Author Topic: File Utility Software - Non-Duplicate Compare Finder  (Read 4667 times)

0 Members and 1 Guest are viewing this topic.

Offline fohat.digs

  • * Elevated Elder
  • Thread Starter
  • Posts: 6533
  • Location: 35°55'N, 83°53'W
  • weird funny old guy
File Utility Software - Non-Duplicate Compare Finder
« on: Sun, 10 January 2016, 09:48:42 »
Does anyone know of a good free Windows utility that does the opposite of "Duplicate File Finder" as is often found in utility programs such as Glary Utilities?

It seems that finding duplicate files is commonplace but I need the opposite.

My problem is that I have several external hard drives with miscellaneous backup archives containing almost the same stuff but not exactly. These are drives with thousands of entries and thus finding and deleting individual duplicates is not really an option. I would like to bring them all up together (and be more scrupulous about it in the future) but I do not want to simply "synch" the drives - I need to look at the folders and decide which I want, and it is not necessarily going to be the most recent version. The issue is more important concerning folders with the same name than it is with individual files, because not all folders with the same names have equivalent content.

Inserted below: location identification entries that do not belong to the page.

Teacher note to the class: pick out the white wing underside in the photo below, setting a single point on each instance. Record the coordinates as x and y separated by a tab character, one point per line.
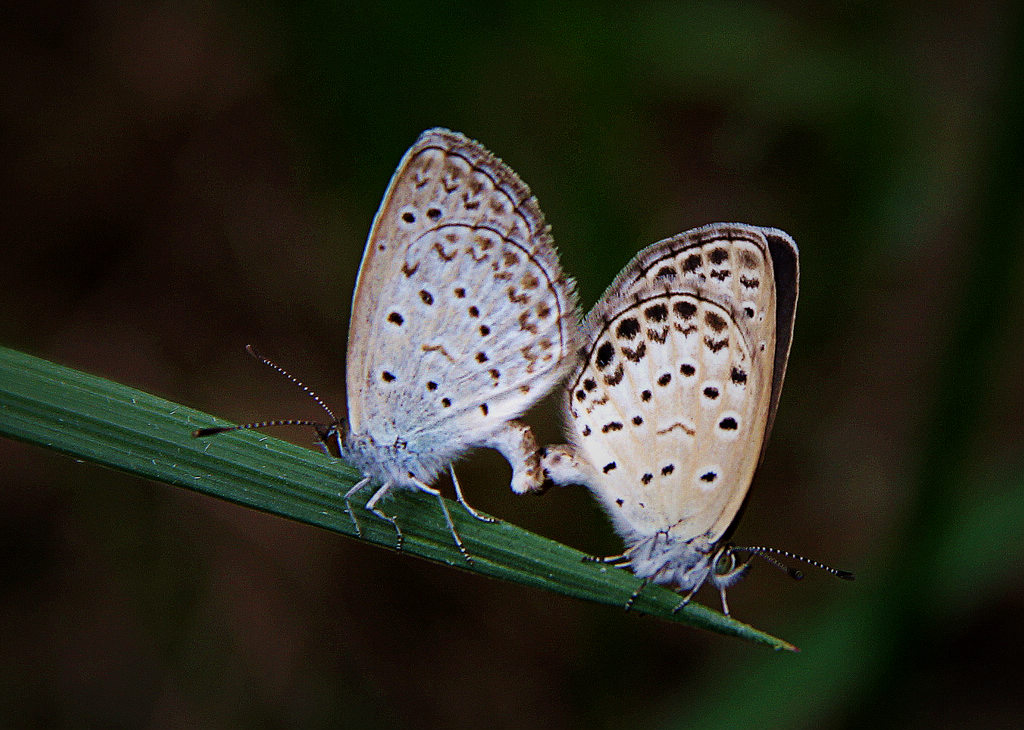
464	318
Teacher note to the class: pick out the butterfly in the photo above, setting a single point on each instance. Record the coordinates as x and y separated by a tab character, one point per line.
670	406
462	318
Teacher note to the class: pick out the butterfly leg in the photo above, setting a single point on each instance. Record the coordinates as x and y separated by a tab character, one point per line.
561	465
462	500
686	599
372	506
730	576
448	518
617	560
515	441
348	503
636	594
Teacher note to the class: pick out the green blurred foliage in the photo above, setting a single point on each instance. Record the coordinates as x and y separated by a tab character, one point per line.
183	178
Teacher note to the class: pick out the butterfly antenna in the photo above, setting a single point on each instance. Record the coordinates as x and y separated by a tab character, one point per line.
200	432
768	555
305	388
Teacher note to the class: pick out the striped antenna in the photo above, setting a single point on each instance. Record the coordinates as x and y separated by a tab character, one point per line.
768	555
324	430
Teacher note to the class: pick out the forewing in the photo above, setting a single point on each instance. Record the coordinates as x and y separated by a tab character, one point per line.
462	317
751	267
670	410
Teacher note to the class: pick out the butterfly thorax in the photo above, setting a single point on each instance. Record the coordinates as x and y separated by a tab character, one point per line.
394	461
671	560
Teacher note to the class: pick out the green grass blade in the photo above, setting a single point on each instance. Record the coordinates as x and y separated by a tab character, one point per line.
96	420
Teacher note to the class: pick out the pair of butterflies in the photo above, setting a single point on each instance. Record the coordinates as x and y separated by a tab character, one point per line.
462	319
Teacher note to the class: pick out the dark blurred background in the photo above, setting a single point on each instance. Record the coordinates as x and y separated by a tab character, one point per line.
179	179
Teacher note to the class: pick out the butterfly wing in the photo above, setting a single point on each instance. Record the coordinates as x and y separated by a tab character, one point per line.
462	317
733	262
670	408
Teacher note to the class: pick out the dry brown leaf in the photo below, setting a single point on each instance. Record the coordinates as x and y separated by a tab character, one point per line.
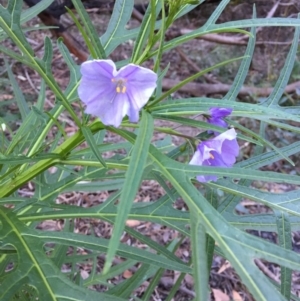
220	296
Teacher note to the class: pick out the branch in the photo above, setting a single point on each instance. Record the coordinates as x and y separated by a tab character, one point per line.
198	89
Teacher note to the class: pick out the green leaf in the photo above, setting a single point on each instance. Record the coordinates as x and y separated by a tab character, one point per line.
41	273
285	241
132	181
91	31
33	11
244	67
116	26
285	72
23	107
92	144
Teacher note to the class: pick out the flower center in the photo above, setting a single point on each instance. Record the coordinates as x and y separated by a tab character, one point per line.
120	84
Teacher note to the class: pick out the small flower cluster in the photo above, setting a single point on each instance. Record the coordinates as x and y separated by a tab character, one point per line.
221	150
110	95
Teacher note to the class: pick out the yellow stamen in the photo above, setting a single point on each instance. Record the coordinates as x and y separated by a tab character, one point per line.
120	85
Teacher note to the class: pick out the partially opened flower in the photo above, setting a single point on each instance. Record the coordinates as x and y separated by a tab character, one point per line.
110	94
221	151
217	115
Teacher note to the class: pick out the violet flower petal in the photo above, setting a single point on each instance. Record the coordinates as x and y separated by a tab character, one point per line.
110	94
216	115
220	151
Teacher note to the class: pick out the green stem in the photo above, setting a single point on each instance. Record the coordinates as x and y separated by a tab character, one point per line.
41	166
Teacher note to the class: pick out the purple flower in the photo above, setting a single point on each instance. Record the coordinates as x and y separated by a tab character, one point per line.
110	94
221	151
216	115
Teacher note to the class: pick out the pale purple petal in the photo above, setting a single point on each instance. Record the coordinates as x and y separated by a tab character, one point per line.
220	151
141	83
216	117
110	94
98	69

Thanks in advance for your help.

PS - if the only option is in Linux, I could do it in Ubuntu, but I would prefer to do it from within Windows if possible

"However, even though I was born in the Mesozoic, I do know what anyone who wants to reach out to young people should say: Billionaires took your money. They took your chance to buy a home. They took your chance at a good education. They stole your opportunities. Billionaires took the things you want in life. If you really want those things, you have to take them back.
That's the message. That's the whole message. Say that every day, not just to reach America's frustrated young white men, but people of every age, race, and gender.
Late-stage capitalism is a wealth-concentration engine, focused on vacuuming up every dollar and putting it in as few hands as possible. Republicans are helping that vacuum suck.
How does a tiny fraction of the population get away with this? They do it by dividing the other 99% of Americans against themselves."
- Marc Sumner 2025-05-30

Offline berserkfan

  • Posts: 2135
  • Location: Not CONUS Not CONUS Not CONUS Not CONUS
  • changing diapers is more fun than model f assembly
Re: File Utility Software - Non-Duplicate Compare Finder
« Reply #1 on: Sun, 10 January 2016, 10:00:56 »
wow this is seriously confusing geek stuff
Most of the modding can be done on your own once you break through the psychological barriers.

Offline fohat.digs

  • * Elevated Elder
  • Thread Starter
  • Posts: 6533
  • Location: 35°55'N, 83°53'W
  • weird funny old guy
Re: File Utility Software - Non-Duplicate Compare Finder
« Reply #2 on: Sun, 10 January 2016, 17:50:28 »
Since there were no suggestions forthcoming, and it seems that there are no utilities to do what I want to do simply and cleanly, I will proceed to the painful brute force method.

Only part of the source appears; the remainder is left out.